It is clear that in this time of great fear and anxiety, we are suffering loss. Many people have lost jobs. Many people have lost lives. Many others have suffered the loss of loved ones. Due to this pandemic and all of the ways we are supposed to protect ourselves from each other, the greatest loss we have all suffered is the physical and emotional loss of contact with the ones we love. It is devastating. It is depressing. It is a broken time in our history, and we know not when it will end. This is scary.
We do not know when this will end. It could be months. It could be years. I don’t know about you, but I am going to be seriously upset if this pandemic ruins Christmas.
This illness is invisible, much like mental illness. Society is certainly treating it that way. Some people are taking measures to protect themselves and others. Others are not. Some of us are displaying the extent of selfish nature in the human race. Others are doing great things and helping people in every way possible. Actions like these are the reason we cannot generalize groups of people for the actions of a few.
We all handle grief in our own ways.
Right now, I am feeling grateful for every good part of my life. I am staying in the now and trying to avoid the news at all costs. It only upsets me. But it is impossible to close my eyes and imagine that this is not real.
At first, it seemed like a nightmare. I would wake up any second, be pinched and come back to a reality where everything was really okay.
There was a time in my life where I was surrounded by so much darkness that I no longer recognized my parents. I cannot describe the gratitude I feel for coming out of that coma-like daze.
For a while, I was starving. I forgot how to eat. Literally. Silverware (made of plastic) placed on my right, food in front of me, having no idea how they related to one another.

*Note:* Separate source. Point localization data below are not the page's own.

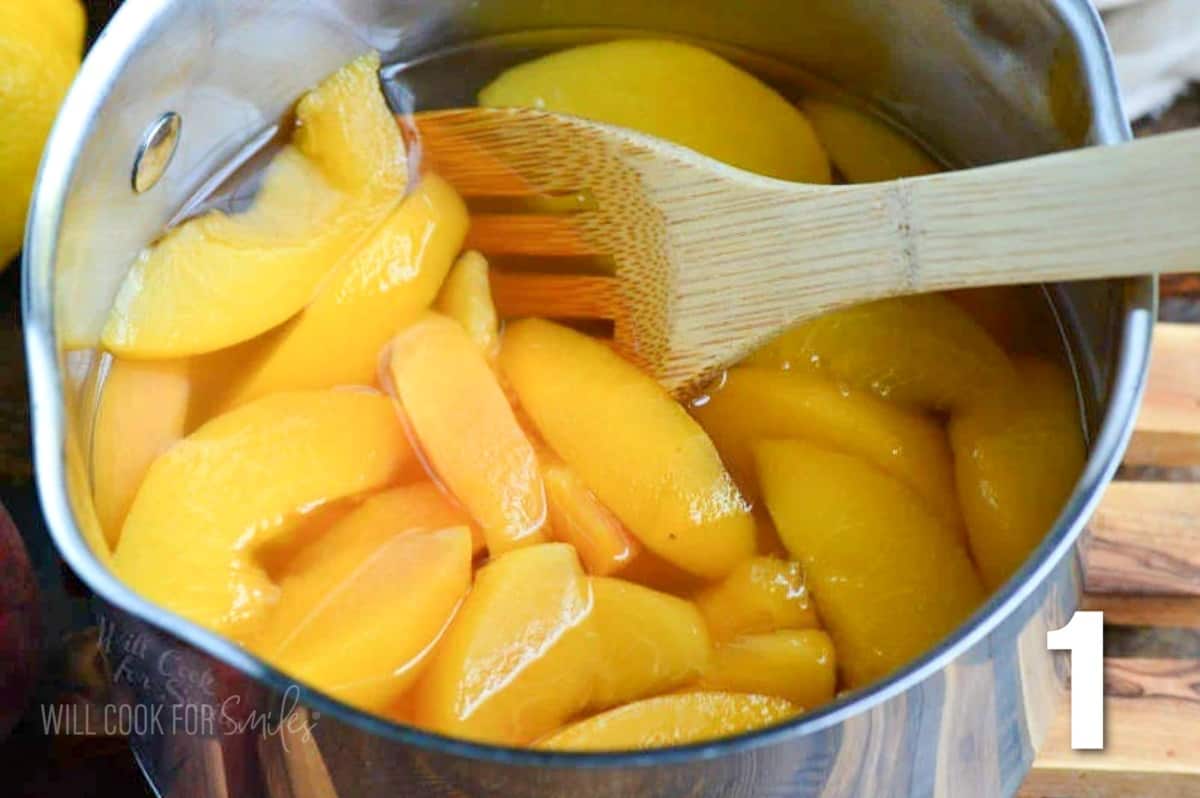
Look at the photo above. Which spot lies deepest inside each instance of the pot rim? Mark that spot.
(109, 57)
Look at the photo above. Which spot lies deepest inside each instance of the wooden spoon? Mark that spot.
(697, 263)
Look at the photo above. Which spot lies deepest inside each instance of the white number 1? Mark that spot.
(1084, 637)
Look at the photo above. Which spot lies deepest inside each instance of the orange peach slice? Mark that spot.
(641, 642)
(467, 430)
(631, 444)
(671, 720)
(510, 667)
(1018, 459)
(142, 411)
(243, 479)
(467, 298)
(387, 283)
(923, 351)
(577, 517)
(797, 665)
(889, 579)
(757, 403)
(219, 280)
(762, 594)
(865, 149)
(363, 631)
(420, 507)
(676, 91)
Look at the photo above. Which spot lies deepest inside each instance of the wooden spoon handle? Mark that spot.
(1126, 210)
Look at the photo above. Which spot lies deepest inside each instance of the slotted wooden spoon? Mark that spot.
(696, 263)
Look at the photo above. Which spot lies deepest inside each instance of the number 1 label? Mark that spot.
(1084, 637)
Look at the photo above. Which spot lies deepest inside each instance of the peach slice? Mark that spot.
(419, 507)
(467, 298)
(889, 577)
(363, 631)
(798, 665)
(577, 517)
(762, 594)
(863, 148)
(641, 642)
(1018, 459)
(631, 444)
(510, 667)
(923, 351)
(142, 411)
(675, 91)
(243, 479)
(467, 430)
(387, 283)
(671, 720)
(757, 403)
(219, 280)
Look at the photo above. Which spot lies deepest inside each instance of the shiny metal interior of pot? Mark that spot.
(978, 81)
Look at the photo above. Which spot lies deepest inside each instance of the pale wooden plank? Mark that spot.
(1146, 611)
(1145, 539)
(1152, 745)
(1168, 429)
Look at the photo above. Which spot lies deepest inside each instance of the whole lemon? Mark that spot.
(41, 42)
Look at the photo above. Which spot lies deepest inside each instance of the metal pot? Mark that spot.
(981, 81)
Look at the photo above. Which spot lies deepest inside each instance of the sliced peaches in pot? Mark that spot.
(219, 280)
(468, 432)
(241, 480)
(798, 665)
(467, 298)
(577, 517)
(889, 579)
(1018, 457)
(642, 642)
(762, 594)
(923, 351)
(142, 411)
(671, 720)
(510, 667)
(757, 403)
(363, 631)
(385, 283)
(631, 445)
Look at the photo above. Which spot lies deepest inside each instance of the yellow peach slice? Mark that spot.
(346, 126)
(243, 479)
(363, 631)
(383, 286)
(509, 669)
(922, 351)
(1009, 313)
(676, 91)
(1018, 457)
(631, 444)
(671, 720)
(641, 642)
(757, 403)
(863, 148)
(468, 432)
(577, 517)
(762, 594)
(467, 298)
(797, 665)
(889, 579)
(420, 507)
(142, 411)
(219, 280)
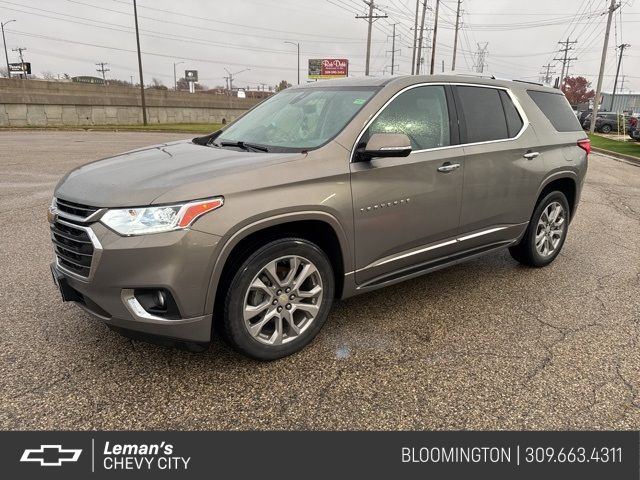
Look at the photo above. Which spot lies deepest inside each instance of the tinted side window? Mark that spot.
(514, 121)
(483, 114)
(420, 113)
(557, 110)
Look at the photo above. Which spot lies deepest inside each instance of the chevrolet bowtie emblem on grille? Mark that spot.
(50, 455)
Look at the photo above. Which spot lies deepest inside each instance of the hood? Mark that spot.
(138, 177)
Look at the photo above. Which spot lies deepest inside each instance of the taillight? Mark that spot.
(585, 144)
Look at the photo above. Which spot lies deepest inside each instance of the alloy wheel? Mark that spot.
(550, 229)
(282, 300)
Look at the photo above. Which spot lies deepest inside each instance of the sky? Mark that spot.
(247, 38)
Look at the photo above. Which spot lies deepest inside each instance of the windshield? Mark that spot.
(297, 119)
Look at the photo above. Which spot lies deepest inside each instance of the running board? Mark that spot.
(426, 267)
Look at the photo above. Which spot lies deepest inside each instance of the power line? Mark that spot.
(102, 69)
(370, 19)
(565, 59)
(418, 58)
(481, 57)
(596, 102)
(546, 76)
(455, 38)
(435, 34)
(393, 48)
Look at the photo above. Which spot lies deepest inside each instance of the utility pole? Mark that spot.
(481, 55)
(4, 42)
(435, 34)
(596, 102)
(231, 75)
(393, 48)
(615, 82)
(175, 77)
(144, 103)
(415, 39)
(455, 38)
(297, 44)
(421, 38)
(546, 76)
(565, 60)
(20, 50)
(370, 19)
(102, 68)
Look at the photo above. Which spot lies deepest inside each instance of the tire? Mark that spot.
(264, 318)
(543, 238)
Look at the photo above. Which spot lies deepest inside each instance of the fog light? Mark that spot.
(158, 302)
(161, 300)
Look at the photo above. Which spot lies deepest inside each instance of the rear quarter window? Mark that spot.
(556, 108)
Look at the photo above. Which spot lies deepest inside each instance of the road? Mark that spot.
(484, 345)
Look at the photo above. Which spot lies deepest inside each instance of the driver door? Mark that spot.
(407, 210)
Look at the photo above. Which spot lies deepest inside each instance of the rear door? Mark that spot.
(502, 166)
(406, 210)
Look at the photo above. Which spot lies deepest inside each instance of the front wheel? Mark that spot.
(278, 299)
(545, 233)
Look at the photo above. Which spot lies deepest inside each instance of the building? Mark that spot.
(623, 102)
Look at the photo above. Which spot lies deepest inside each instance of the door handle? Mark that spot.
(448, 167)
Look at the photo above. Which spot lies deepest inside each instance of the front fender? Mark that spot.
(242, 231)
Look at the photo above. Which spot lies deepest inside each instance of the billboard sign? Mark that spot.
(191, 75)
(23, 68)
(325, 68)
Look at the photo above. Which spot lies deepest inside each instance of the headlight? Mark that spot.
(143, 220)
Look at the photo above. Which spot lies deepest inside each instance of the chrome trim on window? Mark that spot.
(514, 99)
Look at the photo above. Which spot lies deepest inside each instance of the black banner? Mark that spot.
(331, 455)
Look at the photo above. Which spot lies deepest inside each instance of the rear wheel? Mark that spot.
(545, 233)
(278, 299)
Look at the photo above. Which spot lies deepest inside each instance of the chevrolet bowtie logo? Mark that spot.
(50, 455)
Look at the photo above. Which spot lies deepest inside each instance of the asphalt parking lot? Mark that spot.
(484, 345)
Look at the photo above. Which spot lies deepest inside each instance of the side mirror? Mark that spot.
(386, 145)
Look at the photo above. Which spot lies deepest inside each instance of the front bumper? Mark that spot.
(179, 262)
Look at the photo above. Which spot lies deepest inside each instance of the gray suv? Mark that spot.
(320, 192)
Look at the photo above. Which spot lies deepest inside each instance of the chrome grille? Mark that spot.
(73, 247)
(75, 209)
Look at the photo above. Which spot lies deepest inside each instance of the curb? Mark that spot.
(617, 156)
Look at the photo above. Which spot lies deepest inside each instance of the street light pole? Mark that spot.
(175, 80)
(143, 101)
(6, 55)
(297, 44)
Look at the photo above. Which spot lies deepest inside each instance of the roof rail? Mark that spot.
(476, 75)
(531, 83)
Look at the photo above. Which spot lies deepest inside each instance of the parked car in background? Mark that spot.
(320, 192)
(634, 127)
(608, 122)
(583, 115)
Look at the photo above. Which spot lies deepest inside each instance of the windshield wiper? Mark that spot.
(243, 145)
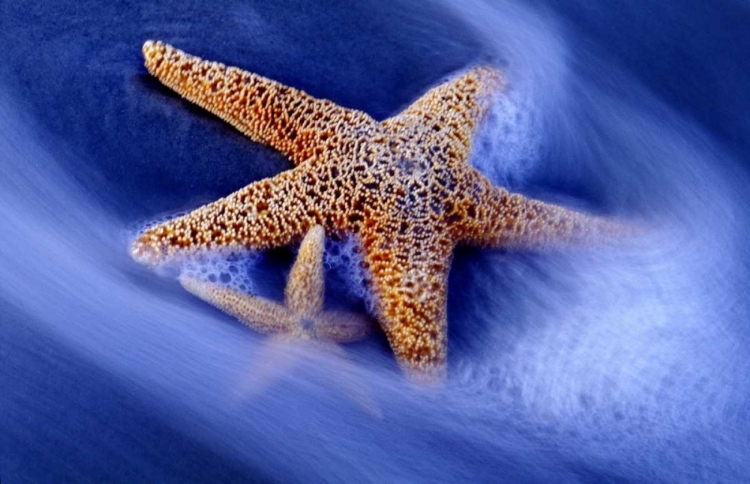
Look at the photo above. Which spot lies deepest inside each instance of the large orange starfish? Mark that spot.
(402, 186)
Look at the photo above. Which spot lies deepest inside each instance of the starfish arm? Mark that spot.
(265, 214)
(450, 112)
(509, 220)
(305, 288)
(260, 314)
(341, 327)
(409, 276)
(293, 122)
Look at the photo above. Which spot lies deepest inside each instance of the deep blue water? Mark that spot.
(595, 366)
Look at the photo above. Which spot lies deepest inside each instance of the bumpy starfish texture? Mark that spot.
(301, 319)
(302, 315)
(402, 186)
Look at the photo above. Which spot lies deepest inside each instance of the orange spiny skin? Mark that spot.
(403, 186)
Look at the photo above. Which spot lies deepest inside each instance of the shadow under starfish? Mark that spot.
(301, 320)
(402, 186)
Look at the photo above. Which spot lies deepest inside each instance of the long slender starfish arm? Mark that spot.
(511, 220)
(450, 113)
(258, 313)
(340, 326)
(305, 288)
(293, 122)
(409, 282)
(265, 214)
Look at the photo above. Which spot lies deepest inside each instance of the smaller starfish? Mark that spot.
(301, 319)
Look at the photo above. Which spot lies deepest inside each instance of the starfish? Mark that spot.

My mom made her famous homemade bread, and I ate that until I started to fill out again. The illustration above is my mom carrying her bread all the way to me in my tiny hospital room. I was committed, and she was committed to me.
I am so glad to be on the other side of that darkness. Now is the time to recognize the good things in our lives so that they can overshadow the bad ones.
I know in my heart that if I could make it through all of that, we can make it through this. God has a plan and we just have to wait and see how it unfolds.